Why is the rum gone?


 パイレーツ・オブ・カリビアン/ワールズ・エンド』鑑賞。監督はゴア・ヴァービンスキー、製作の名前で映画の宣伝になるのはこの人だけジェリー・ブラッカイマー。出演、ジョニー・デップオーランド・ブルームキーラ・ナイトレイジェフリー・ラッシュジョナサン・プライスビル・ナイチョウ・ユンファ、そして噂の“あの人”も。
 上映時間が3時間くらいあって、少々長過ぎた。もっと、グッと濃縮させた方がいい、というのを最初に書いておいて……。
 七つの海を渡り歩く、自由に駆け巡ってきた海賊達。

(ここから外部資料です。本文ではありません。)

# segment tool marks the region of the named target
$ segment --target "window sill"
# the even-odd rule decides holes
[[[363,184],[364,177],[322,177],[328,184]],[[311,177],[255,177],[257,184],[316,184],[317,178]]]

敵対するものだけでなく、掟や契約、呪いと闘ってきた。海で生き、海で死ぬ者達の物語。三部作の完結編は、壮大な死闘となった。
 『呪われた海賊たち』は一話完結だったが、2作目の『デットマンズ・チェスト』が「起承」で、今作が「転結」。ちょっと設定や細部を忘れてしまっていた。しかも、伏線を矢継ぎ早に回収し、テンポよく進んでいくので、うっかりと気を抜けない。
 今作はとにかく「結」に辿り着かなければいけないので、少々細部が雑だった。雑というのは悪く言い過ぎかもしれない。細部が魅力的なので、あれで終わらせては勿体無いと思うのだ。例えば、デイヴィ・ジョーンズの過去と愛した女の話、シンガポールの海賊サオ・フェン。サオ・フェンなんて、特に丁寧に描けばもっと立ったキャラになったはずだ。せっかくチョウ・ユンファを起用したわけだし。勿体無い。

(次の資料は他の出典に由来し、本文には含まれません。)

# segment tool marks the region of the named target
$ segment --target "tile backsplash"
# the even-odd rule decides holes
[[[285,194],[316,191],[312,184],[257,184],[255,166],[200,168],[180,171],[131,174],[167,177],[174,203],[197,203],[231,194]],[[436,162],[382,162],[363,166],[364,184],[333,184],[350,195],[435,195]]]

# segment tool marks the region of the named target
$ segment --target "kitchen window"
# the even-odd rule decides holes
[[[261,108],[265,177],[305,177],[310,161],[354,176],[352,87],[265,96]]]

 何より、ジャック・スパロウのシニカルな部分がたいぶ消えていた。その影響で、彼の「何をしてかすかわからない、でも絶対に勝つであろう」という根拠のない「万能感」が薄い。それでも、かなりぶっ飛んでいたし、ステキ過ぎたわけだけど、『呪われた海賊たち』が一番輝いていたなぁ。
 と、文句ばかりだが、退屈しないし、まさに“アトラクション”みたいな映画で楽しかった。
 様々な駆け引き、そこから生じる人間ドラマ。華麗な人物相関図を組み込みながら出来上がっていく海賊vs東インド貿易会社という図式。そんな複雑な関係でありながら、子供でも楽しめるド派手な戦闘シーン。
 やはり最後の闘い直前のシーンは圧倒的。そこから始まる怒涛のアクション。荒れた海を舞台に、二艘の船が展開しあい、大砲を打ち合い、剣での斬り合いへ。そんな中でもユーモア溢れるやり取り。何より、エリザベス・スワンとウィル・ターナーの結婚の儀を取り計らうのが、“アイツ”だというのが粋でステキだ。
 ジョニー・デップは相変わらずステキだが、今回はバルボッサ演じるジェフリー・ラッシュの好き放題なはしゃぎっぷりがよかった。とても『シャイン』のデイヴィッド・ヘルフゴットを演じた人と同人物だとは思えない。この二人のやり取りが最高。
 これで完結なわけだが、実際に完結したのは実はエリザベスとウィルの物語だけで、ジャック・スパロウの(バルボッサ以下、海賊の)物語は全く終わっていない。再び銀幕上に現われても不思議ではないし、どこかそれを期待している。ま、このまま、また海へと旅立っていったと思って終わるのが、一番いいかもしれないけど。
 最後に。“あの人”が出てきた時は思わずニヤッとしてしまった。続けて楽器をほんの少し奏でたので、さらにニヤニヤしてしまった。